Hypokalaemia is defined as serum potassium concentration below 3.5 mmol/l. It can be divided into:
- mild - 3.1-3.5 mmol/L
- moderate - 2.5-3.0 mmol/L
- severe - <2.5 mmol/L (1)
The condition is one of the commonest electrolyte disturbances encountered in the clinical practice
- around 3% of unselected patients is thought to be hypokalaemic on admission to the clinic, however during the hospital stay, >20% are likely to develop hypokalaemia due to iatrogenic causes e.g. - prescribed drugs etc
- one fifth of these patients will have moderate to severe hypokalaemia
- an increased risk of hypokalaemia is seen especially in
- psychiatric patients - due to the medication rather than their underlying illness
- patients on peritoneal dialysis - due to a combination of K+ loss into peritoneal fluid, infection and poor nutrition (1,2)

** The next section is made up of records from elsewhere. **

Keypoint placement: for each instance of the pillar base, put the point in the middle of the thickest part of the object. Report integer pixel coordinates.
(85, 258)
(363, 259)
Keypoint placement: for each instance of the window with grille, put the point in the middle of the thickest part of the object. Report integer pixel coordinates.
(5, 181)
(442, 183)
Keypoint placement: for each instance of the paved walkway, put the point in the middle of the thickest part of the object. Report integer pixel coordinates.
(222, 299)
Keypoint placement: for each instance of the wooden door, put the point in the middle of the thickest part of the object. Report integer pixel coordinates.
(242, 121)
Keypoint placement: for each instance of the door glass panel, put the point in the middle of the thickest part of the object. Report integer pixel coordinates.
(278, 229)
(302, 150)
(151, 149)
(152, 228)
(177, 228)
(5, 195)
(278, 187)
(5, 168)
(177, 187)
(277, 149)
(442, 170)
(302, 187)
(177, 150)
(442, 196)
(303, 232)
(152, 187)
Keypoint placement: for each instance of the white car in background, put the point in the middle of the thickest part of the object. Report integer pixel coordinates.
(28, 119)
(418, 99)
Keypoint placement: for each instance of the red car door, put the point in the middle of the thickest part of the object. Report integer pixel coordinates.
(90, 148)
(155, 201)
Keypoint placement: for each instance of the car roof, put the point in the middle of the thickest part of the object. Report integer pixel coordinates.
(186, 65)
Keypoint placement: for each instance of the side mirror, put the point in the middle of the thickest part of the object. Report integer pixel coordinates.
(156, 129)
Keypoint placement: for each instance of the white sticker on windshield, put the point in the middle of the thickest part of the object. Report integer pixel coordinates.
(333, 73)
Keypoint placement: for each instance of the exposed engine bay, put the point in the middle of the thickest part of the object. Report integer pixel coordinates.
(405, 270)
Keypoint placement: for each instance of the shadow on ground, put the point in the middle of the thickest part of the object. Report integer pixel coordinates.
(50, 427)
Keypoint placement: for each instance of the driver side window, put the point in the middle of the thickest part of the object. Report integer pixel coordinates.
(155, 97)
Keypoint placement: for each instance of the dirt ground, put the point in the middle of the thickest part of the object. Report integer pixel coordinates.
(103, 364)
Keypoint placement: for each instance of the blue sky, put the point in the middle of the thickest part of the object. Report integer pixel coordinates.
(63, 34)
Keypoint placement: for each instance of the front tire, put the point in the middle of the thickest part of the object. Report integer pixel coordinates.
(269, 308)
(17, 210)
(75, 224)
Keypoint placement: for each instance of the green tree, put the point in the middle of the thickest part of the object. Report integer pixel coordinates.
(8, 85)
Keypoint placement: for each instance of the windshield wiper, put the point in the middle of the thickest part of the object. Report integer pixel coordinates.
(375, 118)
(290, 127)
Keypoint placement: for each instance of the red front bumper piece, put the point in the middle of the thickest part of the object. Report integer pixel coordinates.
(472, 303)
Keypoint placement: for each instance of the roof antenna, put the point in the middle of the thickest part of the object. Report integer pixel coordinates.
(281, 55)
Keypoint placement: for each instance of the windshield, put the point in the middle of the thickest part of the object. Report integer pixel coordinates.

Women are thought to be more susceptible to hypokalaemia than men, especially when given thiazide diuretics. This is probably due to reduced muscle mass and a smaller pool of exchangeable K+ (2)
Pseudohypokalaemia related to seasonal (summer) changes in ambient temperature has been described in some literature. It is caused by metabolic increases in Na+,K+- ATPase (‘sodium pump’) activity and cellular uptake of K+ (2).
Note that hypokalaemia exacerbates digoxin toxicity.